Reference no: EM132368458
Econometrics Problems -
Problem One (to be done before the lab session) Do Problem on page 203 of the textbook "Principles of Econometrics". You can exclude (d).
When estimating wage equations, we expect that young, inexperienced workers will have relatively low wages and that with additional experience their wages will rise, but then begin to decline after middle age, as the worker nears retirement. This life-cycle pattern of wages can be captured by introducing experience and experience squared to explain the level of wages. If we also include years of education, we have the equation
WAGE = β1 + β2EDUC + β3EXPER + β4EXPER2 + e
(a) What is the marginal effect of experience on wages?
(b) What signs do you expect for each of the coefficients β2, β3, and β4? Why?
(c) After how many years of experience do wages start to decline? (Express your answer in terms of β's.)
(d) The results from estimating the equation using 1000 observations in the file cps4c_small.dat are given in Table 5.9 on page 204. Find 95% interval estimates for
(i) The marginal effect of education on wages.
(ii) The marginal effect of experience on wages when EXPER = 4.
(iii) The marginal effect of experience on wages when EXPER = 25.
(iv) The number of years of experience after which wages decline.
Problem Two (to be done during the lab session) Review sections 5.1 to 5.3 and 5.5 of Chapter 5 of "Using Eviews for Principles of Econometrics, Fourth Edition". It would be a good idea to work through this at home. Download the files cocaine.wfl and cocaine.def and complete exercise on pages 204 and 205 of the textbook. Exclude (d) and (e).

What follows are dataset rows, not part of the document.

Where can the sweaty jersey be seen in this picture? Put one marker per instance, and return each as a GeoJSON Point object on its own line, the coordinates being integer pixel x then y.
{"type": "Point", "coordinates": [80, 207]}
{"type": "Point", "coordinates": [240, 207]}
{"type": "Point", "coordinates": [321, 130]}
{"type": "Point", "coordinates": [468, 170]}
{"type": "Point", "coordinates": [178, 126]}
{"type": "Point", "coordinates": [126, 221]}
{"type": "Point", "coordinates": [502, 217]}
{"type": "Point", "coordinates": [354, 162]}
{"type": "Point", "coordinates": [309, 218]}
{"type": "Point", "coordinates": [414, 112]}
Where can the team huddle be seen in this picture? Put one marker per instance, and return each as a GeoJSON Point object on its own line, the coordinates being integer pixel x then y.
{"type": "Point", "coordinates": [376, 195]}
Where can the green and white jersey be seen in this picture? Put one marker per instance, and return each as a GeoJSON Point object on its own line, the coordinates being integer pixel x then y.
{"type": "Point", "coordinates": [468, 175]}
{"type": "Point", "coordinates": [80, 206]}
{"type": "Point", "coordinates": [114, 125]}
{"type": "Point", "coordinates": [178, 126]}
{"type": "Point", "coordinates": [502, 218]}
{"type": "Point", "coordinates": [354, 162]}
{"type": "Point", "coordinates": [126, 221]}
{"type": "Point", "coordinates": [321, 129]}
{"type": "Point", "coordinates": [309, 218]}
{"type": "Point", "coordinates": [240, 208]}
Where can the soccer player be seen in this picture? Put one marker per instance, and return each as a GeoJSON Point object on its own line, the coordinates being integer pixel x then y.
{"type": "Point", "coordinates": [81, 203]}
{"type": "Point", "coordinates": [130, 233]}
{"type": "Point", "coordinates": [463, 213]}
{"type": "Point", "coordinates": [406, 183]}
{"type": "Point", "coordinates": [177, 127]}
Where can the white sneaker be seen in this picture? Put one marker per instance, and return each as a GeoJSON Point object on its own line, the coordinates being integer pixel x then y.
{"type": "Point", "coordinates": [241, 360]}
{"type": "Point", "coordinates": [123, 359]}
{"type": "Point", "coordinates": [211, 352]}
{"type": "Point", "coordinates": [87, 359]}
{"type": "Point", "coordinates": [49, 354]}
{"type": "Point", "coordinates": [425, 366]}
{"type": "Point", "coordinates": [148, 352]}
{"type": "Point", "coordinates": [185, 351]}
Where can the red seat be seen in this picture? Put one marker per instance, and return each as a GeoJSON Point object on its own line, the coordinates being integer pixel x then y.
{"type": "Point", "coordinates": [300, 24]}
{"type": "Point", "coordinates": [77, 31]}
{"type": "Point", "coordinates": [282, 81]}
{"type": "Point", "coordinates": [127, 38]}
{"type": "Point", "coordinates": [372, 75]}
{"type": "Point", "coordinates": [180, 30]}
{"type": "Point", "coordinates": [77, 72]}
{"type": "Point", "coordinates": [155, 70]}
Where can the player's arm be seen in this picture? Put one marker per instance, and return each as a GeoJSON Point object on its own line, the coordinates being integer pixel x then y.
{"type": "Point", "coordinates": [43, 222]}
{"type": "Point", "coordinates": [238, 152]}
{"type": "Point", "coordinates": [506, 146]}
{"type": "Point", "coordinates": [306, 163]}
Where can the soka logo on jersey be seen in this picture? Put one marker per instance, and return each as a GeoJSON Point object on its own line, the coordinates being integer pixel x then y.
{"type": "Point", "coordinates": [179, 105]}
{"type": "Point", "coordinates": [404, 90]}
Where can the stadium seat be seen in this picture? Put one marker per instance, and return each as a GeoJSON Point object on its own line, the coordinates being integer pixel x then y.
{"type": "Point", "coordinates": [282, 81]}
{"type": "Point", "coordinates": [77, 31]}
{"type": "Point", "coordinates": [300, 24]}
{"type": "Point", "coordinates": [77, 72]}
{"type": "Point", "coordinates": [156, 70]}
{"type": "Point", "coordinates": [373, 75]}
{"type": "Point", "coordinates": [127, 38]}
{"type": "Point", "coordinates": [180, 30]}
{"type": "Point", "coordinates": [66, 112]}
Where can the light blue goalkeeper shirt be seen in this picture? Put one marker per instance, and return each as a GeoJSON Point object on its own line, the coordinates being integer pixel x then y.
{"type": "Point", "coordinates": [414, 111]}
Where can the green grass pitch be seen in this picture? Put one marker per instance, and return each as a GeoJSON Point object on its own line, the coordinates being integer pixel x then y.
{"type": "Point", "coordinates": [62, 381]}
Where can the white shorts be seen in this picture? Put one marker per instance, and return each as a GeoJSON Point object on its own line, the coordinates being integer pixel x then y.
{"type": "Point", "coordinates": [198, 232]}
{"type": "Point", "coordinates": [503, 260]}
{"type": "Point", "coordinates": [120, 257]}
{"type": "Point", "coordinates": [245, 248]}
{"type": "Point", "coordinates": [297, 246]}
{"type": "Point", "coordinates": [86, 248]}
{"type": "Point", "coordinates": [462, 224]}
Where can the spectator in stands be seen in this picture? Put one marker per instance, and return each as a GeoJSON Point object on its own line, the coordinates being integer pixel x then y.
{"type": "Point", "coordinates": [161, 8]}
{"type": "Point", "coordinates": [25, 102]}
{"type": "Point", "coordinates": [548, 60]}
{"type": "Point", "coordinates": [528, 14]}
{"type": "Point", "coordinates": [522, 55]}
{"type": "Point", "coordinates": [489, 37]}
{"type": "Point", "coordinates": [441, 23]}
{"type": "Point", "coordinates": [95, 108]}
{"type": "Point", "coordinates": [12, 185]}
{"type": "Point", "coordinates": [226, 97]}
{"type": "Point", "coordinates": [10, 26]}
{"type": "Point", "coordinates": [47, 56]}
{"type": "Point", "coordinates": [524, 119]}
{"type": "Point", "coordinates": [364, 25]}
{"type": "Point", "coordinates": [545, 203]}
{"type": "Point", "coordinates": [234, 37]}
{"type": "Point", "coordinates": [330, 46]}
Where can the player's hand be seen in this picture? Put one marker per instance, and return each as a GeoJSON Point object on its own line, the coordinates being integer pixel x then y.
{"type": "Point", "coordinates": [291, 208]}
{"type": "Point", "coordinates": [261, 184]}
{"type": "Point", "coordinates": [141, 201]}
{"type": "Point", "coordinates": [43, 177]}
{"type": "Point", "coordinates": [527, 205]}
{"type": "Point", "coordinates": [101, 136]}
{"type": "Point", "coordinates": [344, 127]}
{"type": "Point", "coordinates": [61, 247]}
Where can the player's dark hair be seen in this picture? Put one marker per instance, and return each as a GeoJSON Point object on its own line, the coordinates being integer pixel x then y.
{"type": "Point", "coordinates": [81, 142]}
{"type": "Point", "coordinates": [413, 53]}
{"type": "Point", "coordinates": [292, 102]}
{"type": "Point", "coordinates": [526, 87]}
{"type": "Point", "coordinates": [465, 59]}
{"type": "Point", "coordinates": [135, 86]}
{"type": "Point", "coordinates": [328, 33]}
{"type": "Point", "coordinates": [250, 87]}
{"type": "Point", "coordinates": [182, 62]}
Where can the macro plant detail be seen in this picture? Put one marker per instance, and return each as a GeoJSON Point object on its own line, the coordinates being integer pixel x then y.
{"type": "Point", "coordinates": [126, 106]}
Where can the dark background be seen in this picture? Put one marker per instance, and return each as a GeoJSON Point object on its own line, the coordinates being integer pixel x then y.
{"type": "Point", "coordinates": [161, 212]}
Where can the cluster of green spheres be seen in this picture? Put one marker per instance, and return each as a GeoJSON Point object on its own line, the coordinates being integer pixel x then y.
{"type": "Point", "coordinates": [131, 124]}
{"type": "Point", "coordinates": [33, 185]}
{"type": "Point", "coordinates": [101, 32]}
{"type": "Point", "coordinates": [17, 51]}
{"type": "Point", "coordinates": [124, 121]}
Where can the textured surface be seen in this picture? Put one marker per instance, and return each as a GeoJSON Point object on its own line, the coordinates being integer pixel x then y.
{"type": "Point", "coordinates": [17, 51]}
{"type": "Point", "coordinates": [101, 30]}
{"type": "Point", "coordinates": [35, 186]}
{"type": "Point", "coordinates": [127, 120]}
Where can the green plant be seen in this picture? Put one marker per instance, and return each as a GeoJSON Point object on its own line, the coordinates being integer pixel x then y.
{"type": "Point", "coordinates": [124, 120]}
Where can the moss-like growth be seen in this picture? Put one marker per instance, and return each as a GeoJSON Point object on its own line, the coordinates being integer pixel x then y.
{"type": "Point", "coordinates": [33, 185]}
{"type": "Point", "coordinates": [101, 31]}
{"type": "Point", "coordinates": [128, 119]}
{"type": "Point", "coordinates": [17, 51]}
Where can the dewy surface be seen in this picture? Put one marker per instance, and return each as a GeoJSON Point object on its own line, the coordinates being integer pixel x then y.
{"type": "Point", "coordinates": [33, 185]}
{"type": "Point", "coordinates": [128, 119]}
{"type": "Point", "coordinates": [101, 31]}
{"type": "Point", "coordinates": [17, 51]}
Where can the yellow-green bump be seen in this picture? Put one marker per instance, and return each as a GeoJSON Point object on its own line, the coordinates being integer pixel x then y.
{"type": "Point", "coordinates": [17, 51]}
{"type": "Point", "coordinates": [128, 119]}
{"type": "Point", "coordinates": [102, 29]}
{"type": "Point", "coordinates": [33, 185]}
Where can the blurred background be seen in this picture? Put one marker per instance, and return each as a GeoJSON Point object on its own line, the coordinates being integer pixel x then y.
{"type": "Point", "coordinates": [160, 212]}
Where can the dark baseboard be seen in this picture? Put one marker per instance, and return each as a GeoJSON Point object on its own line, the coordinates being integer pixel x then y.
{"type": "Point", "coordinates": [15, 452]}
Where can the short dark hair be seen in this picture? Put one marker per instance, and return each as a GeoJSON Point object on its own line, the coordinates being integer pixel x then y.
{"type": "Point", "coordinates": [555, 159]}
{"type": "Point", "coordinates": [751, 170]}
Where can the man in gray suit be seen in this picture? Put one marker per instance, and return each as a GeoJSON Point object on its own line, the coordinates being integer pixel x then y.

The file cocaine.dat contains 56 observations on variables related to sales of cocaine powder in northeastern California over the period 1984-1991. The data are a subset of those used in the study Caulkins. J. P. and R. Padman (1993). "Quantity Discounts and Quality Premia for Illicit Drugs," Journal of the American Statistical Association, 88, 748-757. The variables are
PRICE = price per grain in dollars for a cocaine sale
QUANT = number of grams of cocaine in a given sale
QUAL = quality of the cocaine expressed as percentage purity
TREND = a time variable with 1984 = 1 up to 1991 = 8
Consider the regression model
PRICE = β1 + β2QUANT + β3QUAL + β4TREND + e
(a) What signs would you expect on the coefficients β2, β3, and β4?
(b) Use your computer software to estimate the equation. Report the results and interpret the coefficient estimates. Have the signs turned out as you expected?
(c) What proportion of variation in cocaine price is explained jointly by variation in quantity, quality, and time?
(d) It is claimed that the greater the number of sales, the higher the risk of getting caught. Thus, sellers are willing to accept a lower price if they can make sales in larger quantities. Set up H0 and H1 that would be appropriate to test this hypothesis. Carry out the hypothesis test.
(e) Test the hypothesis that the quality of cocaine has no influence on price against the alternative that a premium is paid for better-quality cocaine.
(f) What is the average annual change in the cocaine price? Can you suggest why price might be changing in this direction?